HOYLAKE, England – Green is the color of this year’s Open Championship. Eight years ago, it was brown.
Royal Liverpool doesn’t have the same burned-out fairways of 2006, when balls ran forever as if they were bouncing down the tarmac surface of Meols Drive, the street that runs past Royal Liverpool Golf Club.
The rain that began falling after the R&A’s annual pre-tournament press conference wasn’t what the governing body wanted. It doesn’t want the course to get any softer.
The R&A likes its marquee tournament to played over fast-and-running links. So the conditions of eight years ago were a joy for them to behold, even if Hoylake looked like a course on the Texas Panhandle.
However, don’t think Royal Liverpool is so soft that it’ll be a bomber’s heaven.
“Is distance going to be an advantage around the golf course? I don’t think so,” said 2010 U.S. Open champion Graeme McDowell.
“I don’t walk onto this golf course and kind of sigh and say, ‘Here we go again; this is 330 paradise.’
“It’s not that type of golf course. It’s a placement golf course. It asks you to play a game of chess more than anything.”
Tiger Woods famously used his 2-iron to tame Royal Liverpool in 2006. Players will still be able to hit 2-irons off a lot of tees. They may have to hit a few more drivers than eight years ago, but not that many.
As for the rough, it’s lusher than eight years ago. However, it will depend on the vagaries of links golf on whether mis-hit drives land in deep cabbage or wispy grass. Unlike the U.S. Golf Association, the R&A doesn’t believe in uniform rough heights.

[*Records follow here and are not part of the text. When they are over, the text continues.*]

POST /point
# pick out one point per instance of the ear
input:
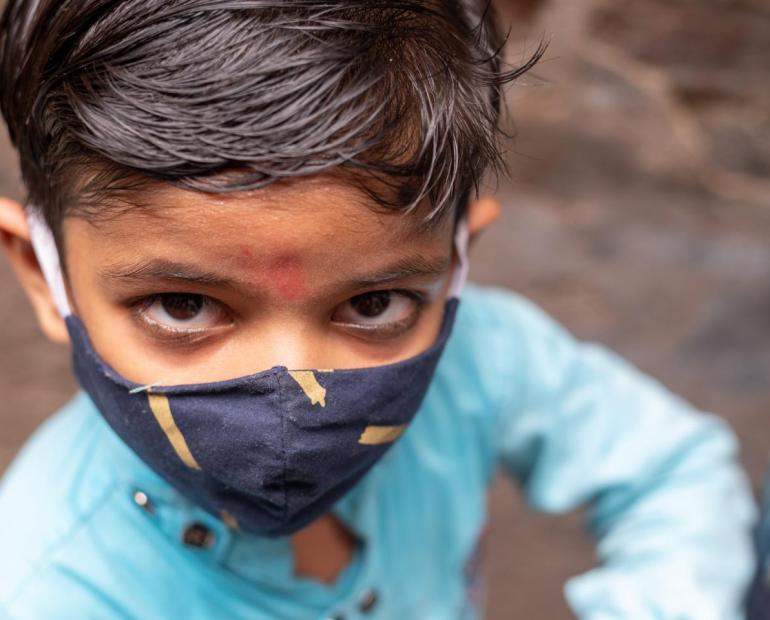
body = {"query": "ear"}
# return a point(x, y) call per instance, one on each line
point(481, 213)
point(14, 237)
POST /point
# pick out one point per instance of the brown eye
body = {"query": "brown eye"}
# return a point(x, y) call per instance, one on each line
point(391, 312)
point(182, 307)
point(372, 304)
point(183, 311)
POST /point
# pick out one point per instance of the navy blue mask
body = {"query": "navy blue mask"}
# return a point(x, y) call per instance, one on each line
point(269, 452)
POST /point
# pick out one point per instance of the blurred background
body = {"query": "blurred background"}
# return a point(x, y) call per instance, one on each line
point(637, 212)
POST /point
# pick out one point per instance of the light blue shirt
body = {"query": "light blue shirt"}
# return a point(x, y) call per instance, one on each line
point(88, 531)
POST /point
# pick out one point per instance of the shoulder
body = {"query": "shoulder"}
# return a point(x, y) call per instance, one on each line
point(498, 337)
point(48, 494)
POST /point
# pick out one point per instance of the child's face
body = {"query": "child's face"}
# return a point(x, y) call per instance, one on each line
point(305, 275)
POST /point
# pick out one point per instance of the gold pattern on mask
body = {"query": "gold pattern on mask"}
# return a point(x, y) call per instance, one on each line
point(309, 384)
point(161, 409)
point(377, 435)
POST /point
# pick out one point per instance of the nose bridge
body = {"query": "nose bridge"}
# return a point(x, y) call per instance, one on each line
point(287, 342)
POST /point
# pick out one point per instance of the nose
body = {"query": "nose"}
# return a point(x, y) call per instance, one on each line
point(291, 343)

Mother Nature takes care of that.
Links golf is a great leveler, bringing many more players into the field. Remember, short-hitting Chris DiMarco was runner-up here eight years ago. Mo Martin won last week’s Ricoh Women’s British Open at Royal Birkdale. The shortest hitter in the field was the only player to break par.

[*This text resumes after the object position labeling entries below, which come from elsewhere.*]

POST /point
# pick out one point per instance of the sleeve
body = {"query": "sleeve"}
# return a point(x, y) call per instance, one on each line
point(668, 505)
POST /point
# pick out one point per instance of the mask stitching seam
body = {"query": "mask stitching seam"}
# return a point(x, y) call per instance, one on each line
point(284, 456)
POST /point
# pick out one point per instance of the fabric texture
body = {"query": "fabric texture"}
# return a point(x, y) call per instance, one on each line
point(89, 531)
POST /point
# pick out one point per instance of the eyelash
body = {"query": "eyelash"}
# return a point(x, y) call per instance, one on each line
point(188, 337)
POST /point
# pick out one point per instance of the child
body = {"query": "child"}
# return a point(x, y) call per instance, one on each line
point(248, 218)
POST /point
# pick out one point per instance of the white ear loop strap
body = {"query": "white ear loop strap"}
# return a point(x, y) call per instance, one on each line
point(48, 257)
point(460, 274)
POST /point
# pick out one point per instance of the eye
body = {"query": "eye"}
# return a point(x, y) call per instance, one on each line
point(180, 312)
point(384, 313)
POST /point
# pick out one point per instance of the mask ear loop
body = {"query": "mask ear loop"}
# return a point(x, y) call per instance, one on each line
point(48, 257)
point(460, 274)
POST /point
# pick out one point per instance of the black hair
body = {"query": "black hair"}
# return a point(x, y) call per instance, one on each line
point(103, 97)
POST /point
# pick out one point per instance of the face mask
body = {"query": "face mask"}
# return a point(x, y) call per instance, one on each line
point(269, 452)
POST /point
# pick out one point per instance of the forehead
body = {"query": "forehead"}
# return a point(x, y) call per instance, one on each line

Royal Liverpool isn’t as strong of a challenge as nearby Royal Birkdale or Royal Lytham. Neither is it as quirky as Royal St. George’s. The Hoylake links is a fair test of golf.
“It’s not like a Royal St. George’s, where the ball can bounce from left to right and you’re always having to play inventive, creative shots and really use the luck of the bounce,” tournament favorite Justin Rose said. “Here, everything is a little bit more predictable.”

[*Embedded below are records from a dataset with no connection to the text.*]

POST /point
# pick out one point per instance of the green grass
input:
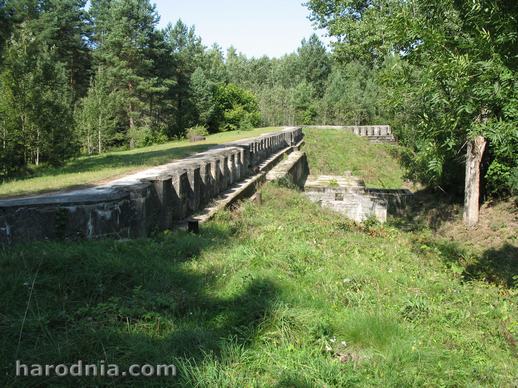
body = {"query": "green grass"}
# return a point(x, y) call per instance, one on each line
point(85, 171)
point(333, 152)
point(281, 294)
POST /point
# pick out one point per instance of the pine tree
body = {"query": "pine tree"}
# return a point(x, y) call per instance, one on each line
point(125, 51)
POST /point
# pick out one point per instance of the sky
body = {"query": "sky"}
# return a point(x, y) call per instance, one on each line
point(253, 27)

The defending champion agrees.
“The reason I really like Royal Liverpool is the same reason I really like Muirfield,” said Phil Mickelson, comparing Hoylake with the site of his 2013 victory. “When you have to land a ball 20, 30 yards short of the green, if you hit at the green it will kick on. There are not these repellent hillsides in the landing area that kick balls off into the trouble.”
Woods won the 2006 Open Championship because he dominated the par 5s, even with 2-irons off the tee. Those holes – Nos. 5, 10, 16 and 18 – will play a huge part in who stands with the old Claret Jug come Sunday night.
“We’re all looking at if we can take advantage of the par 5s,” Adam Scott said. “There’s a real opportunity for a low score out there with some good golf on the other 14 holes. It’s going to be a big part of the strategy we’re playing.”
That’s certainly true of the 561-yard finishing hole. Normally the 16th for members, it has internal out of bounds down the right side. However, it shouldn’t pose too many problems.
“You don’t need to hit driver off that tee to be able to score,” Ian Poulter said. “In practice I hit 3-iron, 3-iron on the green. So that hole is certainly reachable in the right wind condition without taking any risk on.”
Poulter slammed the R&A last year for hole locations at Muirfield that resembled a crazy golf layout. Royal Liverpool’s greens shouldn’t trouble this year’s field.
“They’re relatively flat,” Poulter said. “There really isn’t much slope in them. I think once you’ve found the putting surface, you’ve got a fairly flat putt from pretty much anywhere, apart from a couple of holes. There are no windmills.”
The 143rd running of the game’s oldest championship seems set to be wide open.